Public art—creations designed to be displayed in communal spaces for the pleasure and enrichment of all—dots the Free State in unexpected and breathtaking ways. There are dozens of pieces scattered liberally from the western counties to the Eastern Shore, including “The Poetry and Art in Rural Maryland Project 2010-2012” by Bill Dunlap, which splashes color across the barns of the state for the wanderer down “the road less traveled.”
“Bill Dunlap is about a third of the way through a project to paint a large-scale mural on at least one barn in each of the state's 23 counties,” says Cowan.
“According to Dunlap, ‘We didn’t want the murals on the side of the highway.

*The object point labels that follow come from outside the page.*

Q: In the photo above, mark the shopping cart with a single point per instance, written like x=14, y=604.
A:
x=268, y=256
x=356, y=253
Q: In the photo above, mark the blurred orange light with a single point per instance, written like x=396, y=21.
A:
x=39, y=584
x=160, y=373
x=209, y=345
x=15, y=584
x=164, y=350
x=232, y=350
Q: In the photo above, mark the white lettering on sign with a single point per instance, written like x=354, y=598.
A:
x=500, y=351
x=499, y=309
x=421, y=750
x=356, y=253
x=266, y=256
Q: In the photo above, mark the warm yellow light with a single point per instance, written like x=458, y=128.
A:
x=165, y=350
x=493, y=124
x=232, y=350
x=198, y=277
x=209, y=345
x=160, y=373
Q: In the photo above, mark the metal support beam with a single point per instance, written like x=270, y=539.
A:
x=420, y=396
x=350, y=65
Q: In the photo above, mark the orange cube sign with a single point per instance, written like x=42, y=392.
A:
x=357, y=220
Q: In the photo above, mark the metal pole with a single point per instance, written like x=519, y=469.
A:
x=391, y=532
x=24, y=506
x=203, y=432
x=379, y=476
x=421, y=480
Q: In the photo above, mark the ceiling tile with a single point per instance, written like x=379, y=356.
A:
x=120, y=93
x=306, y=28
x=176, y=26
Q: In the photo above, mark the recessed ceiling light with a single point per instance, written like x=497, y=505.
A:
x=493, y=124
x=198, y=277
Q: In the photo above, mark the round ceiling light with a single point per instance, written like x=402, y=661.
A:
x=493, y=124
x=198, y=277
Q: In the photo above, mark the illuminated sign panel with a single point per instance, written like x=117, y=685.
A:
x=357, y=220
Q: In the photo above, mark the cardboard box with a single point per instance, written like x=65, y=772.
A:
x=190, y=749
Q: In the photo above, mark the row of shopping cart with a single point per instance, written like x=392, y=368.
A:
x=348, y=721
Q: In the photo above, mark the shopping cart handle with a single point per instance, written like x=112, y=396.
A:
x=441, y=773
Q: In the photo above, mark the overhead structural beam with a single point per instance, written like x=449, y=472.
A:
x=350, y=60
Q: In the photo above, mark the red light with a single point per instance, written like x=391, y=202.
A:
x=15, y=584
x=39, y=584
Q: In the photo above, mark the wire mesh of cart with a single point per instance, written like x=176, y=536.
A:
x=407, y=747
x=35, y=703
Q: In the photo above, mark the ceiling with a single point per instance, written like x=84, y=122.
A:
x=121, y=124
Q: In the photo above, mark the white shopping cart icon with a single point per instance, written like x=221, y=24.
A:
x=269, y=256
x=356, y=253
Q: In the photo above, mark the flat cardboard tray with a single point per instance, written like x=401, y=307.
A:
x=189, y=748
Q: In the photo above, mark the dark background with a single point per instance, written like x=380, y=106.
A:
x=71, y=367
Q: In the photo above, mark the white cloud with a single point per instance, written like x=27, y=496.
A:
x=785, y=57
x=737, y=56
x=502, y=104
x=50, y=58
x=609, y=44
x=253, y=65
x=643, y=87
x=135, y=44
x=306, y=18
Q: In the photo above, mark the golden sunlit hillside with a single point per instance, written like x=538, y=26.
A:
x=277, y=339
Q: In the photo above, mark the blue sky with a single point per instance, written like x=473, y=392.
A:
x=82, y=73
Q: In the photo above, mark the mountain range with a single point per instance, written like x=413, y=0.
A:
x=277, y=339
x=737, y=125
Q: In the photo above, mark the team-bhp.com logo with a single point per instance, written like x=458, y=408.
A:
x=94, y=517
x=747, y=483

Instead, we wanted to find locations that were really off the beaten path, where people had to search and find the place and maybe get lost on their way and, in doing so, discover parts of Maryland that you don’t usually see.’”
In Heidi Lippman’s “Connections 2006,” installed at the Rockville Memorial Library, a mundane, utilitarian floor is transformed into a magical expanse.
“Lippman,” says Cowan, “draws on her travels to Italy to bring what she calls the ‘depth of color, atmosphere, and concept’ to this bold design.”
And in Baltimore’s “Pierce’s Park, 2012,” artist David Hess challenges the eye and delights the ear with his metal designs. Cowan describes the creation as “a musical fence built with aluminum sound tubes shaped like three large bowties echoing the shape of the large sculpture. Each instrument incorporates both pentatonic and diatonic scales and can be played by the public.”
Cowan spends his professional time working with public art, the artists who create it, and the organizations that fund it.
“There is a vast array of functions for public art within our communities and within our daily lives as individuals,” he says.
“While everyone relates differently to a specific work, we see throughout the country and the world that strong public art creates a real sense of place that people recognize and want to experience. The St. Louis Arch, the Statue of Liberty, Mount Rushmore—these are grand, large-scale works that are synonymous with their places.”
Here in Maryland, he continues, “We see a mix of funding sources for public art, which speaks to the fact that so many different groups are embracing public art as a powerful way of engaging communities with their own unique values and messages, while also enhancing the landscape.
“At its best,” Cowan adds, “public art is mindful of its context, well integrated to the purpose of its place, and touches on the priorities we share as Marylanders: education, quality of life, and the attractiveness and cultural vitality of our state.”